Reminiscences of the Early Days of Dandenong [by G. F. Roulston.]

Originally published in the Dandenong Journal from 10 March to 22nd September, 1932.
This copy is taken from the original published then, not the book version now used by others.

A Sportsman's Paradise

As a sportsman’s resort Dandenong was even then one of the favored spots of city folk. Any species of native game, such as kangaroo, wallaby, pheasants (lyre birds), emu, native companion, etc., could be shot a few minutes’ walk in any direction; whilst the overflow from the creek provided a rare place for wild duck, swan, etc., which, upon occasion, swam serenely close to the door of Dunbar’s Hotel (now the Royal), the creek waters in time of flood backing up past the corner where now stands the Town Hall.

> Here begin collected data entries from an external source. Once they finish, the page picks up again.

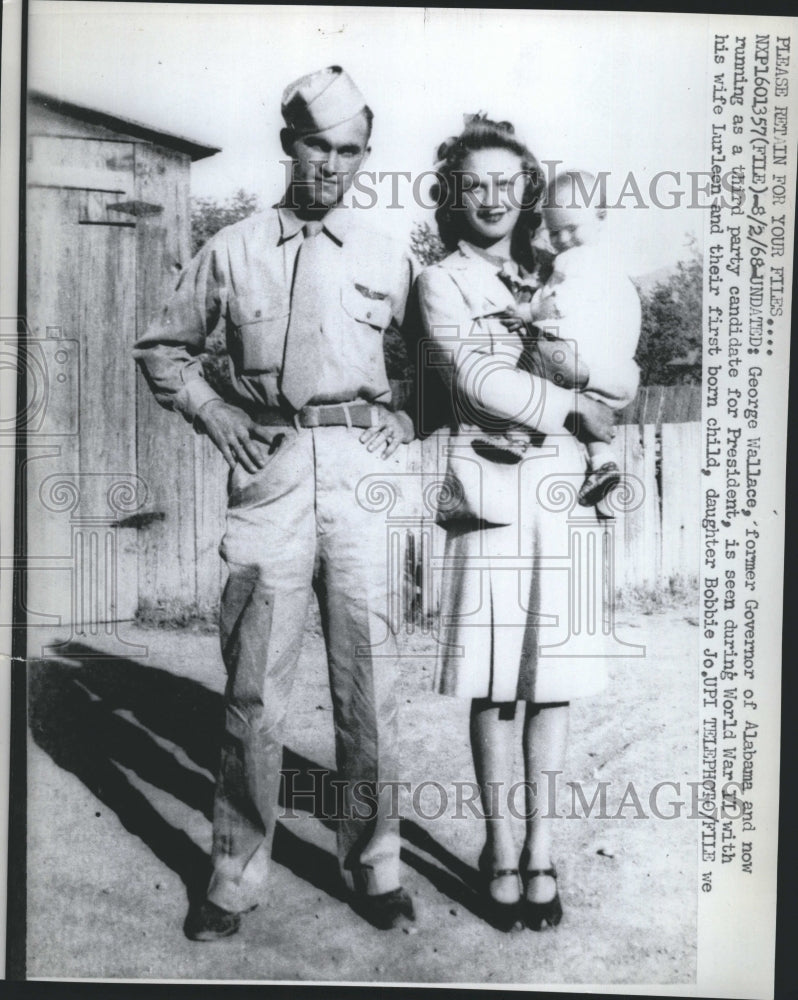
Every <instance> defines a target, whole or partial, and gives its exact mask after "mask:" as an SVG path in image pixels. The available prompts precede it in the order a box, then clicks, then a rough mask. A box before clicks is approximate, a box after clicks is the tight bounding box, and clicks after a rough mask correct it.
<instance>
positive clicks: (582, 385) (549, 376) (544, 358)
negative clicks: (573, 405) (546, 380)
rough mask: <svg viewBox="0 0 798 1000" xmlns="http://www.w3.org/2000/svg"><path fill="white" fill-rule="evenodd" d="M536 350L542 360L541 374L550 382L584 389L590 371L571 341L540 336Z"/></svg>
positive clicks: (570, 387) (535, 345)
mask: <svg viewBox="0 0 798 1000" xmlns="http://www.w3.org/2000/svg"><path fill="white" fill-rule="evenodd" d="M535 352H536V354H537V356H538V359H539V361H540V371H541V374H542V375H543V377H544V378H546V379H548V380H549V382H553V383H554V384H555V385H559V386H561V387H562V388H563V389H584V388H585V387H586V386H587V382H588V379H589V378H590V371H589V369H588V367H587V365H585V364H584V363H583V362H582V361H580V360H579V358H578V357H577V354H576V351H574V348H573V345H572V344H571V343H570V342H569V341H567V340H548V339H547V338H546V337H539V338H538V340H537V343H536V345H535Z"/></svg>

The contour of the creek overflow can readily be imagined, and, roughly speaking, there was a sheet of water at flood time from, say, the harrow factory at the end of Pickett street, around the railway station, and Bridge Hotel, up to the Town Hall, following the hill in Langhorne and Pultney streets, around the foot of the Presbyterian Church property, and so on to the creek near the site of the Old sawmill, or, in these days, the cricket ground in the Park.

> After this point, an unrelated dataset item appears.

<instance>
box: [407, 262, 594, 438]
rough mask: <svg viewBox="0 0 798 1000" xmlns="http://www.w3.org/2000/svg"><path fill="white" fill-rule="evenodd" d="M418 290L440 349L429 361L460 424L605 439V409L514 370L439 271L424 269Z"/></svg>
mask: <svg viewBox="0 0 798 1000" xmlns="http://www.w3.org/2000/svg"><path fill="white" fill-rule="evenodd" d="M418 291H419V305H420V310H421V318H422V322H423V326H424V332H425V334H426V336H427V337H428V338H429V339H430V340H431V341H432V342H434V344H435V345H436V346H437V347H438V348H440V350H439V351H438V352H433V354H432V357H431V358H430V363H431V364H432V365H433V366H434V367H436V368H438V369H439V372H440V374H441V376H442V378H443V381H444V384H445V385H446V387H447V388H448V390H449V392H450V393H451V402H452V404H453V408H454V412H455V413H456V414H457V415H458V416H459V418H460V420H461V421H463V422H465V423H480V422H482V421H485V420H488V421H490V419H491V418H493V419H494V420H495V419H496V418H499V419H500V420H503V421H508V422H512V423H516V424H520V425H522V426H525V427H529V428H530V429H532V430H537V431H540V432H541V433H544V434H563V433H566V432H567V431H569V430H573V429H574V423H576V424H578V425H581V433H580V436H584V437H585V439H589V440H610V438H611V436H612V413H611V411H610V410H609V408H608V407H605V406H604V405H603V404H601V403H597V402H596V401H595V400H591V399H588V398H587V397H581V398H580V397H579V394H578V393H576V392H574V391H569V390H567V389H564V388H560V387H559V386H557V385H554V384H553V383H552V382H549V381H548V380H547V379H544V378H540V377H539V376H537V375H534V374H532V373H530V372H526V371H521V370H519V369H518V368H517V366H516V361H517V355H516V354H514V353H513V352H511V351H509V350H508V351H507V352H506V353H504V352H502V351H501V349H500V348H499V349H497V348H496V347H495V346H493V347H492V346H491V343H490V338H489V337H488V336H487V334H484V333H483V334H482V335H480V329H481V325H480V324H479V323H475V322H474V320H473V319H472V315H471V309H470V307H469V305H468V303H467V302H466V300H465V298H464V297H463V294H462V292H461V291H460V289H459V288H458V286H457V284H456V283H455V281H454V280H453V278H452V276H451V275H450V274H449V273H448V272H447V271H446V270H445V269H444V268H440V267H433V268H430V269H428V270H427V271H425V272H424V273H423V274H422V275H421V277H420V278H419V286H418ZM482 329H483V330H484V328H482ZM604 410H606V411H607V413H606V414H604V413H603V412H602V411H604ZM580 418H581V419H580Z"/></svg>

From these boundaries there was a sheet of water in some places over a mile wide and many miles in length, and more than once I have seen a lake from the foot of the watch house to the Diamond Hill. The foregoing is a rough outline of the spread of the creek in flood in the early days.

Normally the creek kept within its banks for a distance of about two miles below Dandenong, where it merged into the Carrum swamp, a vast sheet of water in which grew luxuriantly titree and all the other individual rubbishy scrub which went to make up the herbage of a swamp. The Carrum was a great place for eels, and one of its thoroughfares (the Eelrace road) is a memory of the wrigglers which were sought regularly and industriously by fishmongers from Melbourne.